Web-browsers, social media, cloud computing and the internet of things have made sectors like communications and transports the big winners in the digital revolution. Individuals, businesses, entire countries have solved small and bigger problems while constantly optimizing the use of the available resources. The term revolution has been linked to Google, Facebook, and Amazon. It really depends on whom you ask. This nearly unlimited access to information is not without drawbacks, especially for domains which would need restrictions. Porn is one of those. Today, dirty magazines are a relic replaced by online video aggregates like XVideos, Xhamster, and Xnxx, with “authorial” porn surviving through the original productions of Brazzers. The 20 to 30 pages of a racy booklet you would buy for a couple of dollars became 4400 petabytes – and this is just Pornhub – freely available 24/7. Adult movie theaters, in the same fashion, are pretty much extinct. All the while, our porn-consumers are younger and younger, with a staggering 98% rate of exposure before the age of 18. Might it be the absence of morally uptight cashiers, or our use of better techniques to scoop data?

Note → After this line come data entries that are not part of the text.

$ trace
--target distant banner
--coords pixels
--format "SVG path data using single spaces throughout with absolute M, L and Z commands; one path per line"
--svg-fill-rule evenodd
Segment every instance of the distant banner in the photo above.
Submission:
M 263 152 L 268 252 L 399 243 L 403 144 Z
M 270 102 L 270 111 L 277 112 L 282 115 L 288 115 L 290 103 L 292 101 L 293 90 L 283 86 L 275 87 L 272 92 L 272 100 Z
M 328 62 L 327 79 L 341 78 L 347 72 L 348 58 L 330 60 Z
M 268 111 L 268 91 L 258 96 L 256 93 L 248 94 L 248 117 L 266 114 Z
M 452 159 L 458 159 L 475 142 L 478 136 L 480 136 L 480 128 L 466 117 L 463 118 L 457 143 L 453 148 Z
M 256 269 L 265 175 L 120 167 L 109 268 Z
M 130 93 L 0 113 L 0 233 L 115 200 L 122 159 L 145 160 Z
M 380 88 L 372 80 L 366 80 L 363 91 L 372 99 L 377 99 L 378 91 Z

Most barriers today are overcome by inputting fake info (like a bogus birth date), or at worst through an ad-hoc Gmail/Hotmail account. Children might really be the silent victims of the digitization of the adult industry and its lack of controls. The virtual environment in which sexual experimentation takes place extends to apps allowing and it presents the same identification problems. Teenagers in the 12-17 bracket might be too young for Tinder but can connect on Yellow, make friends or even date people. However, who’s to say you are chatting with another kid in the first place? Same problem for an app like Kik, enough to warrant the attention of the FBI due to its abuse by sexual predators. Teenagers might not realize the legal, psychological and emotional consequences of consuming pornography, sexting, or the risk of pedophiles lurking in the shadows. But creating non-intimate relationships can indeed fulfills Maslow’s hierarchy of needs (for example being in a position to be accepted by the opposite sex). This can not only prepare the teenager for a healthy sexual life, but also inform the individuals on the need to protect intimate relationships from prey-predator problems.